I have lived the majority of my life without any reasonable treatment on the horizon, and a decade ago, I would have had no idea that this would be coming now. I guess it is probably good that I didn’t know how long it would take, but it is interesting to think that it was not even a possibility back then.
Friday: Friday is pretty much grocery shopping night. It has been my entire life. Some things never change.

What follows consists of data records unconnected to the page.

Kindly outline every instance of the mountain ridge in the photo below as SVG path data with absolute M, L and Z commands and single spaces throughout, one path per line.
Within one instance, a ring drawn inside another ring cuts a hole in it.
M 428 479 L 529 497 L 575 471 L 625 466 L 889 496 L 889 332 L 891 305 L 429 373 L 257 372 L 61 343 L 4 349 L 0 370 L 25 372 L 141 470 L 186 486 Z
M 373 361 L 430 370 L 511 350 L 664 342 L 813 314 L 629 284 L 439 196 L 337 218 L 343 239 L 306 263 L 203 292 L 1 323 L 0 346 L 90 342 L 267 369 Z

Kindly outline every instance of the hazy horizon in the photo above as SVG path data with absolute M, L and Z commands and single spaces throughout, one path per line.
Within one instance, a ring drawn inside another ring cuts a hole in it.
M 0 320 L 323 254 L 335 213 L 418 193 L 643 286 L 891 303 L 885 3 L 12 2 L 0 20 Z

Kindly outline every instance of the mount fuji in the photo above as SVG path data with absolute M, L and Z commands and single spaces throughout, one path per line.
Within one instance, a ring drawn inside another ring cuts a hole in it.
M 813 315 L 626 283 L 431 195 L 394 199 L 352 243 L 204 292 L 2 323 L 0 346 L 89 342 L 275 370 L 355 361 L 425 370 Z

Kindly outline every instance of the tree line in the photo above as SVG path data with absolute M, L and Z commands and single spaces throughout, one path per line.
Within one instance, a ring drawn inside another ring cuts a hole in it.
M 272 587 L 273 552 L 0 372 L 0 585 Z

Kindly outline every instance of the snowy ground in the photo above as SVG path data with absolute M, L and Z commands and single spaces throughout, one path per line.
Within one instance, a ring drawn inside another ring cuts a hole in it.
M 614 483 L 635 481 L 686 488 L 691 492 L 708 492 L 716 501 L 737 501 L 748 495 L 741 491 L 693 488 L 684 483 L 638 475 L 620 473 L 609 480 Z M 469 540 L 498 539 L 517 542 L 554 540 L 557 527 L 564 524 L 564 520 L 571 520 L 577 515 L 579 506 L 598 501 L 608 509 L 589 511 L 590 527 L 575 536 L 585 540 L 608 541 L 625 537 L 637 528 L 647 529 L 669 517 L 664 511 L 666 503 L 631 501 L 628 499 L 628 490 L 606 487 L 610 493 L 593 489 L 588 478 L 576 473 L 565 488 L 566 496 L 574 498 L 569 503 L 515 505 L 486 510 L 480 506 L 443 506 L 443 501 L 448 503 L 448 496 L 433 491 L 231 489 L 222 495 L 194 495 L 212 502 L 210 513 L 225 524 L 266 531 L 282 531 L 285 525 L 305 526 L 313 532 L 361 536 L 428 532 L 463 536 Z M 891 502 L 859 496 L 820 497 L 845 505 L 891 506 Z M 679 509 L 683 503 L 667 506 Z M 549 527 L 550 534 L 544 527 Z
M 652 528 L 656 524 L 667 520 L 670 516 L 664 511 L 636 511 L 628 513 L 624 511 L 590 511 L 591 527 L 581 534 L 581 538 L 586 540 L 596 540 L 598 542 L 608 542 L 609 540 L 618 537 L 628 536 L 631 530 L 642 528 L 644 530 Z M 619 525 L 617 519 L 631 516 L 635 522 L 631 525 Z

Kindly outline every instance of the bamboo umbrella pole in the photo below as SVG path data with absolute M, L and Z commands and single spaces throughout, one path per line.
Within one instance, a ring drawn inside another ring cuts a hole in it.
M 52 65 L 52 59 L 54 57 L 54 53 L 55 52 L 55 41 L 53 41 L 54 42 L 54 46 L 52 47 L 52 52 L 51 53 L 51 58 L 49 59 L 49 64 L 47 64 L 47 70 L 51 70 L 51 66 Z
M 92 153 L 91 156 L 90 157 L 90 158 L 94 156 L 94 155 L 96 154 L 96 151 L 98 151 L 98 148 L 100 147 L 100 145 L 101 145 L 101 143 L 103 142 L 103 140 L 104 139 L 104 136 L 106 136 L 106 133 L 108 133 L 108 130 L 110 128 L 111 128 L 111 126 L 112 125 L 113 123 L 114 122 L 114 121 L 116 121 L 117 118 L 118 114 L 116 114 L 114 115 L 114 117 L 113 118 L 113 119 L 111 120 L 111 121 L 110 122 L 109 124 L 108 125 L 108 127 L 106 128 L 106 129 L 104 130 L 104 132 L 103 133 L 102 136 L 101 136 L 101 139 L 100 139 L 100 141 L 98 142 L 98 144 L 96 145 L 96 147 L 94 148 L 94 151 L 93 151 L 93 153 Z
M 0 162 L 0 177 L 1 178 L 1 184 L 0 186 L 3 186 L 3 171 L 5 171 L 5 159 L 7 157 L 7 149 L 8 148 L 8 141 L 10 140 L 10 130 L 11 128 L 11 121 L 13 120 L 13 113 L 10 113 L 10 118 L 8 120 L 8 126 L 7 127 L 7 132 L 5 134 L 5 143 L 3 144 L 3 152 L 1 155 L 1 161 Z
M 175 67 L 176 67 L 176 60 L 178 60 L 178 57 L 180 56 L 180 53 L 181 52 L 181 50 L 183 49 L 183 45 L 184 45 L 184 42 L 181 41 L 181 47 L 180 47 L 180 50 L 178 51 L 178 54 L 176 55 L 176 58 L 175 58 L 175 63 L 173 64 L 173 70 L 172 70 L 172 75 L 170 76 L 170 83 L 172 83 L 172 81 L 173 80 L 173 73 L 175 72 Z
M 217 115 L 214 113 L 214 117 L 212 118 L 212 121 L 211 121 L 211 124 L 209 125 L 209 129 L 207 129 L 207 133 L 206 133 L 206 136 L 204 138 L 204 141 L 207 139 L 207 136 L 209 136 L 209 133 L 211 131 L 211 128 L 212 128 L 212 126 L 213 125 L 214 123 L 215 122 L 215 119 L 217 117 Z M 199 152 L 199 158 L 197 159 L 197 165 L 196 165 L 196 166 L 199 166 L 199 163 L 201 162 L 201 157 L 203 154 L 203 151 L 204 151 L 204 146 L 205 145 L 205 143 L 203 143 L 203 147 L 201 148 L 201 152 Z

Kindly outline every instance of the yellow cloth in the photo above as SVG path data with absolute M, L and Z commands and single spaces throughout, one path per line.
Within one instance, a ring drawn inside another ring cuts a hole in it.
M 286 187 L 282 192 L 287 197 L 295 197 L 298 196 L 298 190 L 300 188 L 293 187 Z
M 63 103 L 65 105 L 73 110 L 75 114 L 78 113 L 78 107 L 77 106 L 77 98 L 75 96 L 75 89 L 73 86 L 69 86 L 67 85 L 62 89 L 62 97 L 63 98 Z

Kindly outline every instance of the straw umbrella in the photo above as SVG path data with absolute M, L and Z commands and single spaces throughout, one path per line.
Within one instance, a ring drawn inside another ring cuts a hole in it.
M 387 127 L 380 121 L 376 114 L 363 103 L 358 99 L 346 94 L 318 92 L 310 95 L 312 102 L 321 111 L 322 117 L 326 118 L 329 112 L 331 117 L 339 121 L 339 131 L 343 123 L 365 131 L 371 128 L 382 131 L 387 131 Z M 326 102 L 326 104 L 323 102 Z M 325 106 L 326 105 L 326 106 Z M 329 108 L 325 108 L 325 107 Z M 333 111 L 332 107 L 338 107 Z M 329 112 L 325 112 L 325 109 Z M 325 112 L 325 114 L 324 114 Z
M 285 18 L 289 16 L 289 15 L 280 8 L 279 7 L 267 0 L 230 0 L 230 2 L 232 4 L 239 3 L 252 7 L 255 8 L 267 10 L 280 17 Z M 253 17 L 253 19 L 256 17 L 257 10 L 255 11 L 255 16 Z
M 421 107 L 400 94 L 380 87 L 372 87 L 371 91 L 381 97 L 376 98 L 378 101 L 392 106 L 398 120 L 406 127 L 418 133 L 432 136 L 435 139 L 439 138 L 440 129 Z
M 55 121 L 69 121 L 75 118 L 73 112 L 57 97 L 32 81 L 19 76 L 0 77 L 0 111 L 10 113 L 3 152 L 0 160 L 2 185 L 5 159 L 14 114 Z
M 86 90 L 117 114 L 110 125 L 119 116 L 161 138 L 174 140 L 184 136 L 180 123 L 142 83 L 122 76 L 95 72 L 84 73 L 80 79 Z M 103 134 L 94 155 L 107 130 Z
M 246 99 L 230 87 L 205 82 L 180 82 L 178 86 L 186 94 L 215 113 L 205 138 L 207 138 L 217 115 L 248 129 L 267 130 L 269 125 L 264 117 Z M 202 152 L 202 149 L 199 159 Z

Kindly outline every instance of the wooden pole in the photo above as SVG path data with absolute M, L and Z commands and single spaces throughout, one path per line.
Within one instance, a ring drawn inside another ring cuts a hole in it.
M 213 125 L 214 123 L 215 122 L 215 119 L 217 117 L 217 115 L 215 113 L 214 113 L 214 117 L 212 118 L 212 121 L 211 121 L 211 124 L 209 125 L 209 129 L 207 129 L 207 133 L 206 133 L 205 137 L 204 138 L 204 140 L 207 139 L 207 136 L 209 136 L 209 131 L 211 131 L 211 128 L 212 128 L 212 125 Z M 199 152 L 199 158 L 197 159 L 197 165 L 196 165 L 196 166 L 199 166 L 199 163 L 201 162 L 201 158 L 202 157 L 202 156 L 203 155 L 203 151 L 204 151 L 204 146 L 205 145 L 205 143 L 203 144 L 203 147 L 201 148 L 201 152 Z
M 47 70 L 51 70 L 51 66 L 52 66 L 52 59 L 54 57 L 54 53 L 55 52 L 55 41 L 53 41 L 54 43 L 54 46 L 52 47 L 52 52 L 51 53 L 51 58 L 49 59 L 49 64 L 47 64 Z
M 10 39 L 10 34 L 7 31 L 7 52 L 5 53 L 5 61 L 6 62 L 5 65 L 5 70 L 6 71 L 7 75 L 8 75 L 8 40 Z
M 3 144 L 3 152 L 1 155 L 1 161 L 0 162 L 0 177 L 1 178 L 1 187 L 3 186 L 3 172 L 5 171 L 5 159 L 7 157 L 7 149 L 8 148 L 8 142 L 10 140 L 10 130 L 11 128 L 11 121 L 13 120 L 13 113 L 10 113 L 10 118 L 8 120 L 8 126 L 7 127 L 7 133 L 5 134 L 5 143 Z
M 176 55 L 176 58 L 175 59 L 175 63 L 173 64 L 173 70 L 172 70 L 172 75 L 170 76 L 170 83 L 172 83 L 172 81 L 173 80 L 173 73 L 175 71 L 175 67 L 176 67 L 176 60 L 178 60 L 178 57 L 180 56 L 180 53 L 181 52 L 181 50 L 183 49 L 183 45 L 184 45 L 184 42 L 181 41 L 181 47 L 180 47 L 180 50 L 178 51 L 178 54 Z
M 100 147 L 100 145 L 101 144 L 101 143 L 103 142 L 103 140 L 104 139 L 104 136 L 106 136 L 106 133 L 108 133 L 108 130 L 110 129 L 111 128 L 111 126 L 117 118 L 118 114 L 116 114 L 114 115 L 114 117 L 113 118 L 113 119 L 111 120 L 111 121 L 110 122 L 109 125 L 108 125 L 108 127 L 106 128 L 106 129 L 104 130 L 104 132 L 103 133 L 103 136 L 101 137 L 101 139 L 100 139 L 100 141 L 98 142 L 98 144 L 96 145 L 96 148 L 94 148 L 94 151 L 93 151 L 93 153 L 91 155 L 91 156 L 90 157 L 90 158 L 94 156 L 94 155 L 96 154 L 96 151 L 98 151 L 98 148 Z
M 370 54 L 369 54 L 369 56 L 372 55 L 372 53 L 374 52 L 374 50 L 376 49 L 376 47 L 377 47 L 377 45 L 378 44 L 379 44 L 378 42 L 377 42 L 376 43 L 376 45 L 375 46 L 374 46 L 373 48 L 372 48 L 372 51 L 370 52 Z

Saturday: We start our 2019-2020 power soccer season. It is hard to believe I started playing nine years ago, but when I started school as a freshman, I didn’t even know this sport existed. Since starting to play, I have played all around the United States and against teams from all around the world. I have made a lot of friends I never would have met otherwise, and it has definitely opened my eyes to a different part of the disability community that I literally did not know very much about. There are a lot of people like me even though there may not be a lot of people like me in my hometown.
Extending off of that, I was given the opportunity for several used to coach power soccer. I don’t do it anymore, but within the past 10 years, I had the opportunity to do something I had always wanted to do. I haven’t had the opportunity to coach any other sport yet, and maybe I will in the next 10 years, but it was still a great way for me to fulfill one of the goals I had set for myself.
I guess you can tell that the past 10 years have really been a lot different than anything I would have planned. I had no idea, and there were decisions I had to make along the way. I didn’t always know how they would work out. I still don’t know how some of them are ultimately going to work out. Kind of like David Copperfield, I am dealing with the vicissitudes of life, and I guess I always have been and always will be. That’s part of the joy of life after all.
I just couldn’t help but think that almost everything I do every week is different than anything I could have ever planned. It is kind of comforting to know that there is someone who knew the future, and even though I didn’t necessarily know what was about to happen, taking these opportunities turned out to be for my good. Could I have made other choices? Could the end result have been better? Sure. I guess it could have. We never know the results of the choices we do not make. What I do know is that someone has brought me where I am today, and I’m grateful for that.